How to behave in case of data breach?

How to behave in case of data breach?

First of all, don't panic and always make sure you have your towel with you.

It finally happened. There was a flaw in your system and someone took advantage of it to carry out what, in jargon, is called a data breach. A personal data breach. Don't worry, it's not an unusual phenomenon. The luckiest run into this eventuality less than once a year, but in a world that evolves as fast as the internet it can happen that this eventuality becomes much more frequent. While you try not to panic, we encourage you to stick to the rule of thumb: to handle a breach, you have to follow the indications of the European Regulation 16/679 (GDPR) which offers guidance on what to do if a data breach occurs.

What is a data breach?

Personal data breaches are of 6 types, and each of these can be voluntary or accidental based on why it occurred:

  • Unauthorized access. Someone couldn't have access to certain information, yet he did. In case this was a mistake, you may have sent an important document to one person instead of another. It was an accident, but it's still a data breach. However, in the event that you have made unauthorized access to someone's data, this event can become espionage.
  • Unauthorized copy. Someone took some data that didn't belong to them and copied it for themselves. This could be an accident if a co-worker decides to print a document that he shouldn't have in order to better compile a work document. In case of voluntary copying for less clear objectives, it could be theft.
  • Unexpected Disclosure.
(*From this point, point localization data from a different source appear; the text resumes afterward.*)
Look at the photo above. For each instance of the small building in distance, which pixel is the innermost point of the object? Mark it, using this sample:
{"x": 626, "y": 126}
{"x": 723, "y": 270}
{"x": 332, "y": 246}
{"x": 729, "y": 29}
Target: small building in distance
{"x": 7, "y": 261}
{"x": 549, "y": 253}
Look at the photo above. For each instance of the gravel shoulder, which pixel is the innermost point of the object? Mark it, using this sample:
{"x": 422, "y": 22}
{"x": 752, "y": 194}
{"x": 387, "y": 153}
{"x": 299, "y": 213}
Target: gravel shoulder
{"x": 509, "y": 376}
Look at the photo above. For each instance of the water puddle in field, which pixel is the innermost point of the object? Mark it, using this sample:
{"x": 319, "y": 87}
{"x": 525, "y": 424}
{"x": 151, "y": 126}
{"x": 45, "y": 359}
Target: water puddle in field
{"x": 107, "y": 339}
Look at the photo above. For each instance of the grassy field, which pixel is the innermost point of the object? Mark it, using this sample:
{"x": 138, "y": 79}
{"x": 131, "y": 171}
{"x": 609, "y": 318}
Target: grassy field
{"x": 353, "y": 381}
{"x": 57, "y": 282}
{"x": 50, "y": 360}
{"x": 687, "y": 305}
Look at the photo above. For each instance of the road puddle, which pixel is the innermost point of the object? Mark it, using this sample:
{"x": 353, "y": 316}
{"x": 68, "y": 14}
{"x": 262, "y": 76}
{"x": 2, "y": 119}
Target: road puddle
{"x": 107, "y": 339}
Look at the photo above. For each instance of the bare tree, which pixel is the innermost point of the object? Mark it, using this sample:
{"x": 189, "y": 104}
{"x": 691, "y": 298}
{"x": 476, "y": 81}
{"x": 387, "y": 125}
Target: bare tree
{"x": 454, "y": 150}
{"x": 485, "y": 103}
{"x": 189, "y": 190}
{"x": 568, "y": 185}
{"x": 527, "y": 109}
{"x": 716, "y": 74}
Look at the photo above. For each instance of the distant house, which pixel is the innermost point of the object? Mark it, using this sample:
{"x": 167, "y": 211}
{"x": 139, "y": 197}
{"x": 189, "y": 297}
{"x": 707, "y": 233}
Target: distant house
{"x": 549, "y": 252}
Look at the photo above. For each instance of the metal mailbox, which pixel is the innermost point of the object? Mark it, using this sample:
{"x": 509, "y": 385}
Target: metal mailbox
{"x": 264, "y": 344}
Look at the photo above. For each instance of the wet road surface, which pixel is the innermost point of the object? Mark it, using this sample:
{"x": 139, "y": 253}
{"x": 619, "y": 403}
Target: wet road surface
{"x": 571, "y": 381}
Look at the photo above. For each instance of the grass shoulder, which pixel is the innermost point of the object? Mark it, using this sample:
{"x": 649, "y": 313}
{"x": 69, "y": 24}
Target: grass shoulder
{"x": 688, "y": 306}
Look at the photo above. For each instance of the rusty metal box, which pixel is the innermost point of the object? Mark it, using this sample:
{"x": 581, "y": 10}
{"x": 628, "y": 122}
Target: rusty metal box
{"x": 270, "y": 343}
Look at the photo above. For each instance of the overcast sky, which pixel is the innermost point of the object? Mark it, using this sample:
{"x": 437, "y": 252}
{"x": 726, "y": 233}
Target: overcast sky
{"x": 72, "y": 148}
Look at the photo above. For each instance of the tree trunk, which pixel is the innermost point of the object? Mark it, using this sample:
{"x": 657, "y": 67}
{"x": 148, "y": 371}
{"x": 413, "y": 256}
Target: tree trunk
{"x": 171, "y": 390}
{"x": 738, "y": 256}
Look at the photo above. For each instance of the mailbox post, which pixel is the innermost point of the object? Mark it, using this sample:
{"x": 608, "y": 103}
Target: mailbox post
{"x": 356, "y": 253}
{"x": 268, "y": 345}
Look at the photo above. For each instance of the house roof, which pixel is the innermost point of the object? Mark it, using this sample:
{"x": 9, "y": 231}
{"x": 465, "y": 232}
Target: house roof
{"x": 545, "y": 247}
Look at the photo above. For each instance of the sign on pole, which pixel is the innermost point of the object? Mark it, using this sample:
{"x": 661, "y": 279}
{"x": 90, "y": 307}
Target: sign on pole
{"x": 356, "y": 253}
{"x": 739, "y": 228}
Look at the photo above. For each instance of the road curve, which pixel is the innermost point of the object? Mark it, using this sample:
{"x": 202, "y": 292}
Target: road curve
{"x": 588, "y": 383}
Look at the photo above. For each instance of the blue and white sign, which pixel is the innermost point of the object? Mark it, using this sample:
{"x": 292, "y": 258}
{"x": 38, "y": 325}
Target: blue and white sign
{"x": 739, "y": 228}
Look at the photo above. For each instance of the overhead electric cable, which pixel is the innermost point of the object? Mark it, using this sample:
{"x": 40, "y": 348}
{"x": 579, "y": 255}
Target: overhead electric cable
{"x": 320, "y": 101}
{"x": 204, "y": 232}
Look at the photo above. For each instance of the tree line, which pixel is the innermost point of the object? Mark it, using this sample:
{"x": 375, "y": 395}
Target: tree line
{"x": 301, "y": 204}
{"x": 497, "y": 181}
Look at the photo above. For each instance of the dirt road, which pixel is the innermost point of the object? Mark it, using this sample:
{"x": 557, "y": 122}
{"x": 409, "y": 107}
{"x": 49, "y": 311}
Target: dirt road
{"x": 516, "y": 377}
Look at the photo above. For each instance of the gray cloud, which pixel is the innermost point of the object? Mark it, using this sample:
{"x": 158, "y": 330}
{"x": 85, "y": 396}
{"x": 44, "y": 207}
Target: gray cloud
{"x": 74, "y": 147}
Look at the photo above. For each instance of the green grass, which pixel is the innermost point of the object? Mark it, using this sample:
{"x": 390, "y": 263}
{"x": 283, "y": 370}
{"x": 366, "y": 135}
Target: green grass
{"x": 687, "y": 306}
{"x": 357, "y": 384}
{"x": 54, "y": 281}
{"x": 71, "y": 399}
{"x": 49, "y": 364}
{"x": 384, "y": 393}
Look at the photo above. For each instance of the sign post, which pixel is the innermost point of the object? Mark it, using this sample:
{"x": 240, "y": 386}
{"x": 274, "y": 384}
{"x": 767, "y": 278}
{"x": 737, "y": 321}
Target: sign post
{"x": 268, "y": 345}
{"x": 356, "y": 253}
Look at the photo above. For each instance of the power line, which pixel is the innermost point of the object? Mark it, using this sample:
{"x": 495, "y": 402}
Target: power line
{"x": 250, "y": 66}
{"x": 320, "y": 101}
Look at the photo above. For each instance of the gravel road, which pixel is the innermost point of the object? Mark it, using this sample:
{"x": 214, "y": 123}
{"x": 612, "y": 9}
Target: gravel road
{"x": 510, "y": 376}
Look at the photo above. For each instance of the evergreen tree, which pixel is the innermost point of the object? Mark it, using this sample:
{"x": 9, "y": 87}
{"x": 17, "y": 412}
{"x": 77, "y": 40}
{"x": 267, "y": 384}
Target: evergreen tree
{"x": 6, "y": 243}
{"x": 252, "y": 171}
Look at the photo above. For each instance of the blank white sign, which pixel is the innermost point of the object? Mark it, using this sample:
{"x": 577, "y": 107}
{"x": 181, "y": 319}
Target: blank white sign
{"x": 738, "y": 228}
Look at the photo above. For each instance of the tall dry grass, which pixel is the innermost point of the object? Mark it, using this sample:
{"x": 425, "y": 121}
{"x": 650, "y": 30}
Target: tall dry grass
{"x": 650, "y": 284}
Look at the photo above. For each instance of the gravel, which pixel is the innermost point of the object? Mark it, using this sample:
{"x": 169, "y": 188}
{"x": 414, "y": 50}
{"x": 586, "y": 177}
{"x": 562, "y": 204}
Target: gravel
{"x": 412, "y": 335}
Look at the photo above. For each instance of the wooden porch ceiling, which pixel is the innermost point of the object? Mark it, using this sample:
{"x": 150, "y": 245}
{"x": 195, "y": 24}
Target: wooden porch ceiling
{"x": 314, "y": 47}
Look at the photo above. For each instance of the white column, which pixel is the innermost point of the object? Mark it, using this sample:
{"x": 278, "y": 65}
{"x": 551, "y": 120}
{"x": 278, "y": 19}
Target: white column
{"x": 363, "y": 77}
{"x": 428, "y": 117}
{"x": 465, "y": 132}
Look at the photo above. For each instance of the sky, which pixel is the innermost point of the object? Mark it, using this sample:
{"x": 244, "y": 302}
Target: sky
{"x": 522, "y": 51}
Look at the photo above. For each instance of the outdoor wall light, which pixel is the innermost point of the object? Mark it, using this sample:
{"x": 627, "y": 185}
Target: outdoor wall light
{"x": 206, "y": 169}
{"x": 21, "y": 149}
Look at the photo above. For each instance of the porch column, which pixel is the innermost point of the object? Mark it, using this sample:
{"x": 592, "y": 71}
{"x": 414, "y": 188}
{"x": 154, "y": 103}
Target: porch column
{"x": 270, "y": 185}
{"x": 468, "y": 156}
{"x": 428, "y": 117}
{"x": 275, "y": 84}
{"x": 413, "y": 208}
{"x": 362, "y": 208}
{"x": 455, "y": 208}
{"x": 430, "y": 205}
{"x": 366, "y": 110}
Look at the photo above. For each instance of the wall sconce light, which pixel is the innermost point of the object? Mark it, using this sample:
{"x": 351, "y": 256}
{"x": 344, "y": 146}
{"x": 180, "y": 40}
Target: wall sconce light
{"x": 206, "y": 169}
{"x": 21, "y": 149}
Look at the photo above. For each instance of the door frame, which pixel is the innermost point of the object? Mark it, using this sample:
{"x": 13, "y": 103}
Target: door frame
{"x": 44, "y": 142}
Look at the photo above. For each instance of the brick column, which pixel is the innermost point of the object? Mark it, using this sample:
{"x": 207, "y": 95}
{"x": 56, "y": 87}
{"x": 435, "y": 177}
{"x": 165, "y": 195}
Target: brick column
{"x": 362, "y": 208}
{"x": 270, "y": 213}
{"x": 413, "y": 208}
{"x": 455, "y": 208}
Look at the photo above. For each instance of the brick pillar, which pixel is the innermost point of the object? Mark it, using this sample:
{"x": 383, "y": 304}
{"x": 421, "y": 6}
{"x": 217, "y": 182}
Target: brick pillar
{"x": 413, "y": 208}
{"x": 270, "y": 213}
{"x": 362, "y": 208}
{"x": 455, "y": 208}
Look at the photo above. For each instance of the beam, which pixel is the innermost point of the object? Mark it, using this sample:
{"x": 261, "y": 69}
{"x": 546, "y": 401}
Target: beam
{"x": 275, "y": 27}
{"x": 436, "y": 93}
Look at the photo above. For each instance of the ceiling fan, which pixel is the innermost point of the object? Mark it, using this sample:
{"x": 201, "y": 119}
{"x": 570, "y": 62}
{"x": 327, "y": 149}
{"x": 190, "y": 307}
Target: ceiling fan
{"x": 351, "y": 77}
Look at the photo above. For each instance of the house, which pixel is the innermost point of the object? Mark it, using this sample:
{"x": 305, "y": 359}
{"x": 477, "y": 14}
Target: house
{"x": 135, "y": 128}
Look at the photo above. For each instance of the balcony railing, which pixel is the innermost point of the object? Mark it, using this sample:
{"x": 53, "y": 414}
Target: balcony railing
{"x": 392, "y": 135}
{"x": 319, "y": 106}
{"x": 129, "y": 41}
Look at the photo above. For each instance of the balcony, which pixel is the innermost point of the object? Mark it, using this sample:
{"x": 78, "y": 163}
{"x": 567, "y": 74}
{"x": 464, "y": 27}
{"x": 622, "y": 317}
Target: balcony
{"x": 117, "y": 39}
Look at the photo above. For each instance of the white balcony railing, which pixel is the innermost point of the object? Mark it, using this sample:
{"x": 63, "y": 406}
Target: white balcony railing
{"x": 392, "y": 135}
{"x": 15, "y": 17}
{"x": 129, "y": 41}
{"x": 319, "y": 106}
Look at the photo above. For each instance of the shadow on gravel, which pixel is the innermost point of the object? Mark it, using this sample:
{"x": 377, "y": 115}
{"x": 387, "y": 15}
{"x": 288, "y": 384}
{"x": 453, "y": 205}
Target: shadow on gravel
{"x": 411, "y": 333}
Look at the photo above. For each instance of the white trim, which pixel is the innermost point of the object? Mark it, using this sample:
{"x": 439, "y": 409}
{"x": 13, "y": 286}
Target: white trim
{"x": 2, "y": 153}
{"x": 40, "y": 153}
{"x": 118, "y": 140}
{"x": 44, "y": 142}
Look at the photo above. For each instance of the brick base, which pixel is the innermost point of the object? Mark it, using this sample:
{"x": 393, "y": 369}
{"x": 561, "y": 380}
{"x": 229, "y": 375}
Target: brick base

Someone accidentally leaks data that shouldn't be online for any reason. For example, a photo of an important customer is released on the company's Facebook profile. In case of fraud, this operation is called diffusion.
  • Unauthorized modification. Someone changed some data, even though they couldn't do it. If it happened by mistake, this is it. Otherwise it could be manumission by a hacker or an attacker.
  • Loss of access. Someone loses information and it is no longer available. Forgetting your computer password is a violation, did you know that? And in case it was done on purpose, it becomes encryption.
  • Data deletion. Someone deletes sensitive data. If this happened by mistake, it is a violation. But in case the cancellation is voluntary, it incurs the data destruction.

Violation of personal data: how to behave?

Please refer to articles 33 and 34 of the GDPR. These two articles refer to the European regulation which seeks to indicate the procedures to be followed in the event of a data breach. Article 33 concerns the internal management of the company and relations with the Guarantor, while article 34 concerns the management with the interested parties, or the people whose personal data we have.

It is essential to specify that the data breach must always be recorded e, in case, notified to the Guarantor as stated in Article 33. This also says that in the event of a violation, the data controller must notify the supervisory authorities within 72 hours of becoming aware of it, especially if this presents a risk to rights and freedoms of natural persons. The data processors (payroll firm, accountant, systems analysts…) must notify the data controller.

If you decide to notify the Guarantor, he needs information: nature of the violation, amount of people involved, contract data of the data protection officer, possible consequences of the violation and any measures taken or to be taken.

However, the company has an obligation to communicate everything that happens, regardless of whether the violations are unintentional or willful, and assume responsibility (accountability).

The responsability?

The company must be responsible, competent and aware of what is happening in its environments and systems. The company must demonstrate its ability to resolve the problem proactively and demonstrate that it has the tools to stem the consequences of the data breach. This is done by providing evidence and data – and by offering you to offer the Guarantor a certainty that what happened will never happen again. In case of lack of "accountability", a fine is incurred.

What are the violations to be communicated to the Guarantor?

Only voluntary violations and not accidental ones are communicated to the Guarantor. The data controller must decide whether or not to notify, in the logic of accountability, if the data breach can cause damage to the rights and freedom of individuals. L'ENISA (The European Union Agency for Cybersecurity) has created a methodology for calculating risk on the freedom of persons in the face of an infringement. This methodology can also be applied in the company.

How do you know if there has been a violation?

The violation must be understood to be truly detected. This is feasible if there is adequate training in the company to estimate the risk and understand any damage. In a nutshell, you don't need an engineer who enters the scene for two months in an attempt to estimate the possible damages of a lost flash drive: you need a training course that helps the available personnel understand the extent of the damage without adding to the costs already important management. Simply put, staff must be trained in what a breach entails and in communicating the procedure to data subjects in a timely manner.

Article 34 tells us that the data controller may not communicate the violation to the data subject When:

  • Adequate technical and organizational measures are put in place, but with a notification to the Guarantor and proof of accountability.
  • It has adopted measures to avoid a high risk of data breach.
  • Disclosure can be omitted if it requires disproportionate effort – in this case, it must be publicly declared!

Data breaches happen. But how do you think you can handle it?